With the return of my sober self imminent, I had to make a decision. After all, Patrick himself had only just voiced my exact concerns. Drunk or not drunk, I had initiated this whole thing. I was furious with myself for getting this far into reconciliation with Andrew, only to fuck it all up all over again, not even a week later. I was coming upon the home stretch- we all were- and this is how I was going to finish out my already-tarnished reputation as an international television superstar?

My errant thoughts were pulled into concentrated, screaming focus at once, as Patrick disentangled his hands from my hair and his arms from around me. I all but shivered at the sudden absence of his body heat.

"Wait. Lyra. I want to do this, sweetheart, but I'm not stupid. I'm hopelessly enchanted by you, but I don't want to take advantage of you or do something that you don't actually want to do. So I really need to know that you're not drunk right now and that you're not going to regret this later. "

I took a deep, shaky breath. I could only confirm one of those things. I was no longer too drunk for logical decision-making. As for regretting this later, well...

I placed my hands squarely on his chest.

"Listen. I know this is what we've been getting at all along, that this has been a sort of lust thing, or whatever you wanna call it, but I really do want to try to work things out with Andrew. We just got to a relatively good place, for both of us, for the first time in a long time, and I don't think..." I bit my lower lip, trying to think of a way to choose my words better, carefully but forcefully.

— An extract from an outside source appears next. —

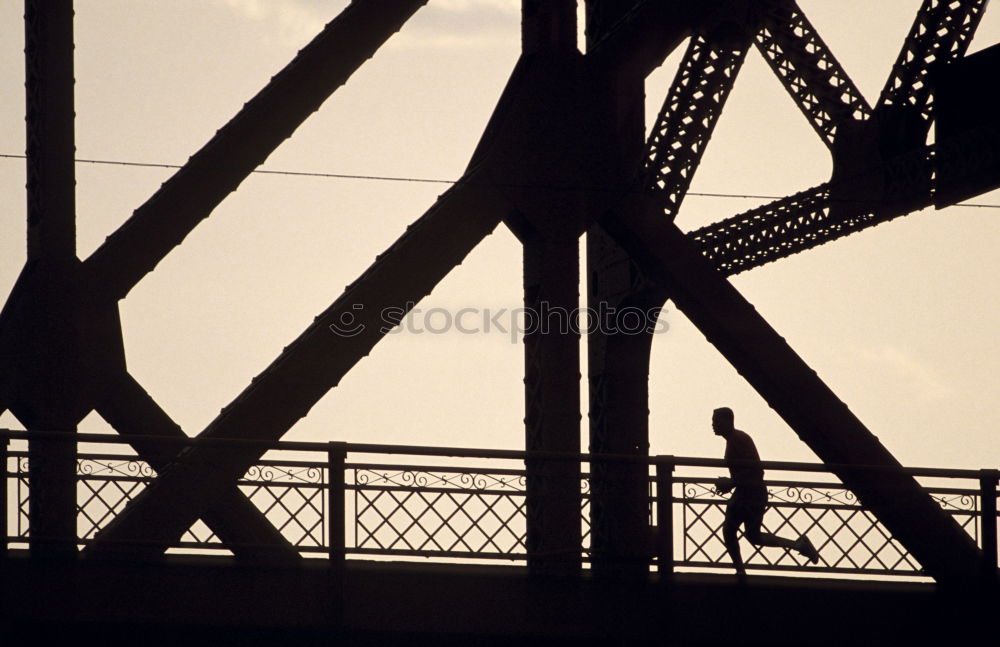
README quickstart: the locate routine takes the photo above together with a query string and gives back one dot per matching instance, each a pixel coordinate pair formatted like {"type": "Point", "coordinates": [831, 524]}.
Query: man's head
{"type": "Point", "coordinates": [722, 421]}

"I don't think it's a terrific idea, but here's what I'm thinking. I think that for someone that says she's in love with another man, I spend way too much fucking time thinking about you. And I want that to change, I really do. But I think the best way to fix that, right now, is to just do this thing, once and for all, and get you out of my system. Out of my head."

He furrowed his brow, hard jawline setting in confusion. 

"I'm not really sure that I follow your logic. I mean, I definitely agree with you on the whole 'we should do this now' part, but-"

"I've tried everything else. Trust me. I really have. But there's no other way that I can think of to fix it- to fix me- before it's too late. This is the last time I think I could sleep with you without a concrete, serious commitment to being his... his whatever. And I do want to be that for him, as soon as I get over whatever this is."

I removed my hands from his chest and gestured around us. 

"Because I love him. I do."

Saying it out loud made it real, and I surprised myself with my words, as well as Patrick, from the look on his face. However, he seemed to make up his mind, just as I did.

"Okay, fine. So... you want to prove your love to him by fucking another dude? I mean, like I said, baby, I'm not arguing- simply because I benefit from your convoluted decision-making process- but I gotta say, that's pretty fucked up."